Factoring the meltdown of PNoy's rating - I
Let’s string along TF’s current weekly query on what caused the decline of PNoy’s popular rating. The topic opens probabilities – and guesswork – why the high mark at the inception and during the usual honeymoon period nosedived and shrunk to a double-digit drop.
Palace spokesman Edwin Lacierda conveniently blames the comments of columnists or opinion writers. He thus exhorted the latter to “check your facts,” clearly implying that the columnists’ acerbic criticisms of President Noynoy have not been factual, as in “manufactured” by the pundits. With tongue in cheek, Lacierda suggested that columnists should sit down with the president to know first-hand his policies and programs, so that, by such “constant exposure” comparable to reporters on Palace beat, might help the pundits’ accuracy.
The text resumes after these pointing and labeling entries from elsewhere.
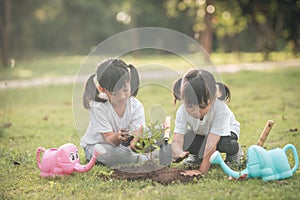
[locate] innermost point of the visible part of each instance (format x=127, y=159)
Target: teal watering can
x=268, y=165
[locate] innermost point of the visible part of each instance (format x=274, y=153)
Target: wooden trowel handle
x=265, y=133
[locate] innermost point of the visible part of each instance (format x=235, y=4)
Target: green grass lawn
x=42, y=116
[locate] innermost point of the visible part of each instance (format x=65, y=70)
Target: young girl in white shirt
x=204, y=123
x=115, y=113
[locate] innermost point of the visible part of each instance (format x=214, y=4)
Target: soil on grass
x=164, y=176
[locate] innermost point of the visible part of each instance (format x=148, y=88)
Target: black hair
x=111, y=75
x=199, y=87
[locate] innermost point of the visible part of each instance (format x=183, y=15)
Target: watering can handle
x=292, y=147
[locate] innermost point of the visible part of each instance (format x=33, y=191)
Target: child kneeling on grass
x=204, y=123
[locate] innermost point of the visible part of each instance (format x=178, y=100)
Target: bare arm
x=210, y=148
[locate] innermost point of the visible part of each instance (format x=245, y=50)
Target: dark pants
x=195, y=144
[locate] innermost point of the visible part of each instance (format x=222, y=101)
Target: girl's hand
x=181, y=156
x=192, y=173
x=125, y=138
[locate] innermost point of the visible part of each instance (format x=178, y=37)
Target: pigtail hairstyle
x=111, y=75
x=199, y=86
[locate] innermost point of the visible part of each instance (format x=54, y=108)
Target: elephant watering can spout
x=216, y=158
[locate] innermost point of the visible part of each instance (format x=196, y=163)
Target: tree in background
x=28, y=27
x=5, y=24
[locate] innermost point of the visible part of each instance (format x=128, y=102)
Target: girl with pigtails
x=204, y=123
x=115, y=113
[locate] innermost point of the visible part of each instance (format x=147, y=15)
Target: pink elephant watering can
x=64, y=160
x=268, y=165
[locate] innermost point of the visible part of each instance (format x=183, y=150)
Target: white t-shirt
x=219, y=120
x=103, y=119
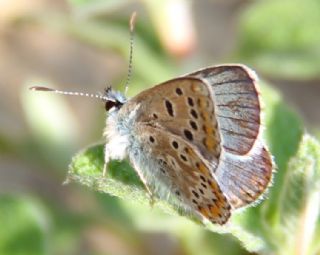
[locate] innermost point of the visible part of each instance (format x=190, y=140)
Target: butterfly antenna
x=132, y=25
x=69, y=93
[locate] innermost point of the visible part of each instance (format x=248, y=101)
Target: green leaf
x=24, y=229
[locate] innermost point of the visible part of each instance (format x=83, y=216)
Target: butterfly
x=195, y=140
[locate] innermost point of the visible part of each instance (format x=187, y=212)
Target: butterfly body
x=195, y=140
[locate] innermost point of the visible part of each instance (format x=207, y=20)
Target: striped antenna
x=131, y=24
x=69, y=93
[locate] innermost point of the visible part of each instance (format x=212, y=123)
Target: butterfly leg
x=104, y=172
x=147, y=188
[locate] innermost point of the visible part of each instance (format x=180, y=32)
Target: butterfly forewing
x=183, y=107
x=183, y=172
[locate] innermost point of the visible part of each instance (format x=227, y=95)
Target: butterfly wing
x=245, y=167
x=183, y=107
x=237, y=104
x=171, y=165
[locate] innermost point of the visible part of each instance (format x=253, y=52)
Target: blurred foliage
x=282, y=38
x=276, y=38
x=26, y=222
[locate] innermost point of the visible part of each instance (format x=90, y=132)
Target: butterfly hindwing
x=176, y=168
x=237, y=104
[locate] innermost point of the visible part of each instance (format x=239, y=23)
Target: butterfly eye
x=110, y=104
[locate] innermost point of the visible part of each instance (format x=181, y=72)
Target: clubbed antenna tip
x=69, y=93
x=38, y=88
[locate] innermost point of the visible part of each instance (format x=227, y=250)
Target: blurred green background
x=82, y=45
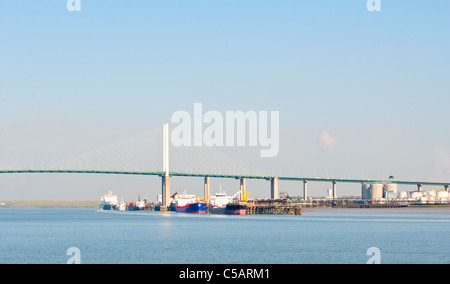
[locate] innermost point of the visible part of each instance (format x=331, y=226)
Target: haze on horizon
x=360, y=94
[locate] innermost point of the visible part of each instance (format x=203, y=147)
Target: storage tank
x=442, y=195
x=377, y=191
x=365, y=194
x=390, y=190
x=415, y=195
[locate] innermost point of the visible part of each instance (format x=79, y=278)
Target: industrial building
x=388, y=191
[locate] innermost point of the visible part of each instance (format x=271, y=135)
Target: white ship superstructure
x=108, y=202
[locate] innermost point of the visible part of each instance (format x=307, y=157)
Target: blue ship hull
x=199, y=208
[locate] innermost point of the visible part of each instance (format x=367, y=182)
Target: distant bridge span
x=242, y=178
x=166, y=174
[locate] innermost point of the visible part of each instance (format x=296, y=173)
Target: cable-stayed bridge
x=144, y=154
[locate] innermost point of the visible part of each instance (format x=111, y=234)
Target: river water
x=319, y=236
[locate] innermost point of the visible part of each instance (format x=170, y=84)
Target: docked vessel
x=108, y=202
x=188, y=204
x=228, y=205
x=137, y=206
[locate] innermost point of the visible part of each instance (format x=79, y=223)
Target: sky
x=359, y=93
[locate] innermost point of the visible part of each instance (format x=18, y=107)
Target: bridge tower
x=166, y=173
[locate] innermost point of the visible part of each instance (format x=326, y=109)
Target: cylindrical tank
x=424, y=199
x=415, y=195
x=366, y=191
x=403, y=195
x=377, y=191
x=390, y=190
x=330, y=192
x=442, y=195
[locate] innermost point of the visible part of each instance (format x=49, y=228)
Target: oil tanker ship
x=188, y=204
x=228, y=205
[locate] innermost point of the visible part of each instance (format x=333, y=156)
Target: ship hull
x=195, y=208
x=229, y=210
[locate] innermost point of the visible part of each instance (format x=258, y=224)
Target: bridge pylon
x=166, y=173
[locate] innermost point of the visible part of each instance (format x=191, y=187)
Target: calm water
x=319, y=236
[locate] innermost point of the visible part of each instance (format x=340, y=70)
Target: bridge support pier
x=207, y=191
x=165, y=191
x=305, y=190
x=274, y=188
x=334, y=190
x=242, y=186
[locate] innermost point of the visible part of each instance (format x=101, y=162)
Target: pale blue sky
x=376, y=82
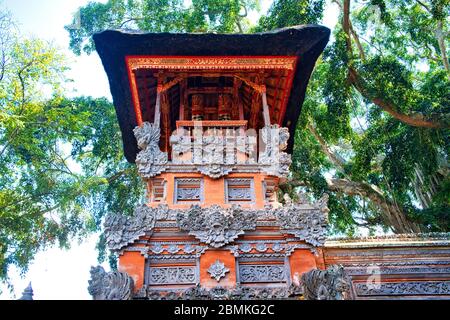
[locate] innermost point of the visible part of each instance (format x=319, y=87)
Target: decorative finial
x=27, y=294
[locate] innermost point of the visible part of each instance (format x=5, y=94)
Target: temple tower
x=209, y=121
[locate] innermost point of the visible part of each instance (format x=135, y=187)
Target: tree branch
x=334, y=158
x=441, y=41
x=417, y=119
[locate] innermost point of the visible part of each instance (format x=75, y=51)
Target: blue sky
x=55, y=273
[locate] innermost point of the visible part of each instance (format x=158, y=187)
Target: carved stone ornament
x=151, y=161
x=214, y=170
x=330, y=284
x=217, y=270
x=216, y=226
x=305, y=222
x=110, y=286
x=222, y=293
x=121, y=230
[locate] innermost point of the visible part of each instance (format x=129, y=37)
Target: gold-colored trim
x=211, y=63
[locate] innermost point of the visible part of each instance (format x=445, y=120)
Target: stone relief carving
x=221, y=293
x=330, y=284
x=246, y=247
x=215, y=225
x=110, y=286
x=172, y=275
x=217, y=270
x=120, y=230
x=262, y=273
x=215, y=154
x=308, y=224
x=150, y=161
x=403, y=288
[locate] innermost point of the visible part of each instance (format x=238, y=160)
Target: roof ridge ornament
x=150, y=161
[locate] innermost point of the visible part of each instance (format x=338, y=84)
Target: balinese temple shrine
x=209, y=121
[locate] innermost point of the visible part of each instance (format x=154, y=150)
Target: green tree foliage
x=373, y=132
x=374, y=129
x=222, y=16
x=61, y=165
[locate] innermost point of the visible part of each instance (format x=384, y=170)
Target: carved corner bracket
x=216, y=226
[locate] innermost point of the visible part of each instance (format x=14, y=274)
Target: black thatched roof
x=307, y=42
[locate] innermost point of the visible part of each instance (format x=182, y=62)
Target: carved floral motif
x=308, y=224
x=217, y=270
x=110, y=286
x=330, y=284
x=215, y=225
x=151, y=161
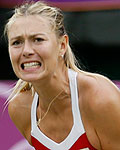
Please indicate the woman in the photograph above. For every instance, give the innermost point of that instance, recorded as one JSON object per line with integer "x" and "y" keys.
{"x": 55, "y": 105}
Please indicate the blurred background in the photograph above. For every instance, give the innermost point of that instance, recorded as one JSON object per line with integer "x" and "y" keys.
{"x": 94, "y": 30}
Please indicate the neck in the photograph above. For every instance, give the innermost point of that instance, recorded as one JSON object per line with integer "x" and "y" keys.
{"x": 49, "y": 88}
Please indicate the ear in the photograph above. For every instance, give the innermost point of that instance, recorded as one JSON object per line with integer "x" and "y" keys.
{"x": 63, "y": 45}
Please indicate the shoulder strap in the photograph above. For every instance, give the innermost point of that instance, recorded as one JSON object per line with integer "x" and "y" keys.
{"x": 74, "y": 98}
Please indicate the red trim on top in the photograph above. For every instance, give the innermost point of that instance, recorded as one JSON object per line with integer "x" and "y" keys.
{"x": 81, "y": 143}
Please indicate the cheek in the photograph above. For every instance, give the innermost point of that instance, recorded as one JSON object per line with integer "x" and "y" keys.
{"x": 13, "y": 55}
{"x": 49, "y": 51}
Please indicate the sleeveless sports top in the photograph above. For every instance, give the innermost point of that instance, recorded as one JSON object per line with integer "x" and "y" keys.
{"x": 76, "y": 139}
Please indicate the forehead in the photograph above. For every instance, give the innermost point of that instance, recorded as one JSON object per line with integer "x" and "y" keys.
{"x": 26, "y": 25}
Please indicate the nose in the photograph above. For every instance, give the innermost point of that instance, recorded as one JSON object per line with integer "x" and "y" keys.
{"x": 27, "y": 49}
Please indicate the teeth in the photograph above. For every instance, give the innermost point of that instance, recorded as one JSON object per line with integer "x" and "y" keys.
{"x": 32, "y": 64}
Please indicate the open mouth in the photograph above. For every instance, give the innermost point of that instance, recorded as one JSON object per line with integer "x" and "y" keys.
{"x": 30, "y": 65}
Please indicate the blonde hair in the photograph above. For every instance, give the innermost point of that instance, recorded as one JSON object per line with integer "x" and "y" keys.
{"x": 56, "y": 19}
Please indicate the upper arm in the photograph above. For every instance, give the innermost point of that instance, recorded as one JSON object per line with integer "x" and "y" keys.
{"x": 19, "y": 112}
{"x": 105, "y": 110}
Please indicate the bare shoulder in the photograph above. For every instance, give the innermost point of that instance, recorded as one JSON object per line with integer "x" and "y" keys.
{"x": 19, "y": 109}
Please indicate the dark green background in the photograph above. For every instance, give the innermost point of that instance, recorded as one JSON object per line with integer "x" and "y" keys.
{"x": 94, "y": 38}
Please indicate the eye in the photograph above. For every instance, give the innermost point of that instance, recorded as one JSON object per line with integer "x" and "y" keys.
{"x": 38, "y": 39}
{"x": 17, "y": 42}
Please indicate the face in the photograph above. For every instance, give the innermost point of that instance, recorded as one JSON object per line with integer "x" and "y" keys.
{"x": 33, "y": 48}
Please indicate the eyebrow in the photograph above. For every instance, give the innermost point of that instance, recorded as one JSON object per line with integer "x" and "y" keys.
{"x": 32, "y": 35}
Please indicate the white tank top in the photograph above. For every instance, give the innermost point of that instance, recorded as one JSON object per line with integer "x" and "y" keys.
{"x": 77, "y": 129}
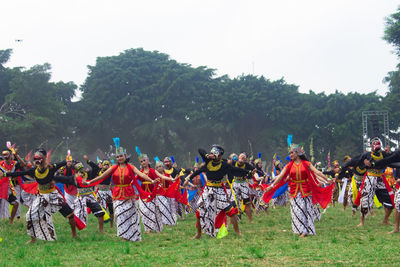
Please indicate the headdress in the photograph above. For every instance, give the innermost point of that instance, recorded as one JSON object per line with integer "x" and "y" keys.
{"x": 69, "y": 157}
{"x": 297, "y": 148}
{"x": 217, "y": 150}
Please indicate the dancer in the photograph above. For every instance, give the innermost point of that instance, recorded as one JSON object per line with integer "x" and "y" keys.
{"x": 303, "y": 180}
{"x": 70, "y": 191}
{"x": 215, "y": 203}
{"x": 8, "y": 164}
{"x": 168, "y": 216}
{"x": 258, "y": 179}
{"x": 374, "y": 183}
{"x": 151, "y": 211}
{"x": 103, "y": 191}
{"x": 39, "y": 216}
{"x": 241, "y": 186}
{"x": 86, "y": 198}
{"x": 394, "y": 158}
{"x": 126, "y": 213}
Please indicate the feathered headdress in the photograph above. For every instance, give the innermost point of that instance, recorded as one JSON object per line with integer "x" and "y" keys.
{"x": 69, "y": 157}
{"x": 296, "y": 148}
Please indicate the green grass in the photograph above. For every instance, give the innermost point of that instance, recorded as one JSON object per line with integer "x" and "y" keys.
{"x": 268, "y": 241}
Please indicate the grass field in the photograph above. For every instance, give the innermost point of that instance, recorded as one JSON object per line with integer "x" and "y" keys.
{"x": 268, "y": 241}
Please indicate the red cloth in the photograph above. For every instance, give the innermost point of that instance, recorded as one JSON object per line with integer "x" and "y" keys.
{"x": 123, "y": 177}
{"x": 70, "y": 189}
{"x": 389, "y": 189}
{"x": 152, "y": 175}
{"x": 321, "y": 195}
{"x": 358, "y": 198}
{"x": 31, "y": 188}
{"x": 4, "y": 188}
{"x": 78, "y": 223}
{"x": 299, "y": 172}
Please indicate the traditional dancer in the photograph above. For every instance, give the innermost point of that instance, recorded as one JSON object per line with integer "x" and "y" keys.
{"x": 172, "y": 172}
{"x": 103, "y": 191}
{"x": 282, "y": 199}
{"x": 303, "y": 180}
{"x": 123, "y": 176}
{"x": 357, "y": 167}
{"x": 70, "y": 191}
{"x": 258, "y": 179}
{"x": 215, "y": 203}
{"x": 241, "y": 186}
{"x": 86, "y": 197}
{"x": 48, "y": 201}
{"x": 345, "y": 176}
{"x": 374, "y": 183}
{"x": 394, "y": 158}
{"x": 168, "y": 216}
{"x": 8, "y": 164}
{"x": 151, "y": 211}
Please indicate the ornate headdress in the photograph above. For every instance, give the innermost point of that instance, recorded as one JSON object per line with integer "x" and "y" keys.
{"x": 69, "y": 157}
{"x": 217, "y": 150}
{"x": 297, "y": 148}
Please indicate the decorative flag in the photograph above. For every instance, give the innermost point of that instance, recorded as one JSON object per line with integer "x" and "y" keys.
{"x": 222, "y": 232}
{"x": 312, "y": 150}
{"x": 138, "y": 151}
{"x": 329, "y": 159}
{"x": 289, "y": 139}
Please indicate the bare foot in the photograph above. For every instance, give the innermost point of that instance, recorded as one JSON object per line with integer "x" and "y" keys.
{"x": 197, "y": 236}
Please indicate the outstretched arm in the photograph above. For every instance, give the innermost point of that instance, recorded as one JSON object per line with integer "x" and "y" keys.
{"x": 144, "y": 176}
{"x": 102, "y": 176}
{"x": 320, "y": 176}
{"x": 164, "y": 177}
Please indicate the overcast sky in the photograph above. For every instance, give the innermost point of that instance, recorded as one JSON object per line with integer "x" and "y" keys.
{"x": 319, "y": 45}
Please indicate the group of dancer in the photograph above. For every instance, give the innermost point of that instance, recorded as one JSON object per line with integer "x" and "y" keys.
{"x": 218, "y": 188}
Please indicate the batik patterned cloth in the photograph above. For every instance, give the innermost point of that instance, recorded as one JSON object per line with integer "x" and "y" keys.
{"x": 82, "y": 202}
{"x": 211, "y": 203}
{"x": 242, "y": 192}
{"x": 151, "y": 215}
{"x": 127, "y": 219}
{"x": 39, "y": 216}
{"x": 302, "y": 215}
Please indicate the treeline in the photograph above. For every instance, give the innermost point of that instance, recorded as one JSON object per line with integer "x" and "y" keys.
{"x": 169, "y": 108}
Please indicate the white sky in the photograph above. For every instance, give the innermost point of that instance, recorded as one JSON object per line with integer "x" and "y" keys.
{"x": 317, "y": 44}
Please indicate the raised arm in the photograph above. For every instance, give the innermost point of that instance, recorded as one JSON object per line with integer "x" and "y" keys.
{"x": 30, "y": 172}
{"x": 164, "y": 177}
{"x": 279, "y": 177}
{"x": 102, "y": 176}
{"x": 320, "y": 176}
{"x": 141, "y": 174}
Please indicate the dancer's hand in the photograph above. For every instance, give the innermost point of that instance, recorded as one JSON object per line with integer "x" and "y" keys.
{"x": 211, "y": 156}
{"x": 367, "y": 163}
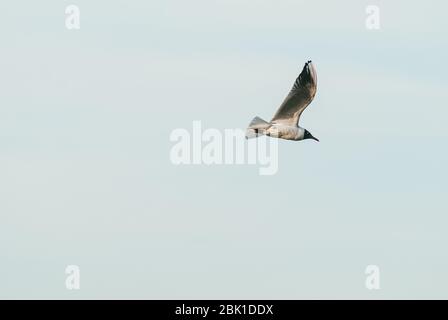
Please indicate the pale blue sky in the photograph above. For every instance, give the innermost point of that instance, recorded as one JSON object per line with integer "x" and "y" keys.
{"x": 85, "y": 118}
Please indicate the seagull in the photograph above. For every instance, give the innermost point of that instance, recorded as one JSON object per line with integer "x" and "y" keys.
{"x": 285, "y": 123}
But then, the President himself doused cold water on Lacierda’s censure on the opinion writers, by owning the need for some “fine-tuning” of his Communications Group for “failing to inform the public of the good developments in his administration.”
Not to counter with his own Palace boss, Lacierda quickly confirmed the need for the Communications Group – Lacierda’s press personnel and that of Secretary Ricky Carandang – to coordinate with the Cabinet to ensure that good developments reach the public and “push more the good news on a very, very regular basis… the output of the Cabinet departments.”
Forced to eat a piece of a rotting pie he has dished out against the columnists, Lacierda and the communications group could be the main cause of the dipping President’s popularity rating. This blatant failure to forge unison news thrust from the Palace is a tremendous gap, perhaps bigger than the existing factions of the “Bahay” and the “Samar” group rivalry.
Besides, while a lawyer of no mean capability, Lacierda appears to have lost track of what the in-depth role of the columnists. Definitely, they are not news reporters who have to stick to the objective facts of certain newsworthy events, as well as on grammatical usage, or slant the actual details. Columnists have greater leeway and wider perspective in treating the subject, and in interpreting it, and using varied approaches and varied expressions, such that, to the “shallow” reader, his style could be not hewing strictly to the facts. Like a literary critic, an opinion writer is after verisimilitude – the appearance of being true – so as to attain credibility and effectiveness, not necessarily on the literal truth, but on such verity to be fundamentally true.
Thus, opinion writers have free use of idioms that even defy grammar, opt for variety in their turns of phrases, utilize the various figures of speech, such as, metaphor more often, simile, irony, hyperbole or exaggeration, metonymy, to name some; and, a lot of elision or omission of words or phrases which a discerning reader can mentally supply and understand.
Another vital cause for the President’s popularity decline within his first year tenure was the inescapable effect of the learning process of any administration, whether for national governance or for LGUs. The popular concept of the first 100 days honeymoon period holds neophyte administrators who commit errors, exempt from criticism. On a national level, the honeymoon period could stretch to the entire first year of trial and error.
Except for his stint as Senator, Noynoy doesn’t have any experience in governance, ample enough to have oriented him before assuming the presidency, so broad and complicated. Tersely said, PNoy as the president could just be better than a fresh cub scout – far from being an eagle scout – and had yet to learn a lot of lessons and a lot of tricks in governance.
For one, his choice of the people and advisers with enough experience, ability, and trustworthiness posed very vital. Cabinet secretaries and their staff, the GOCCs and NFIs high echelon, and similar appointed positions left much to be desired, as it turned out. Candidly, the initial criterion could have been more on the political background so as to repay political debts. In fact, as expected, political or party loyalty has been invoked or involved in filling positions, and in dispensing discipline.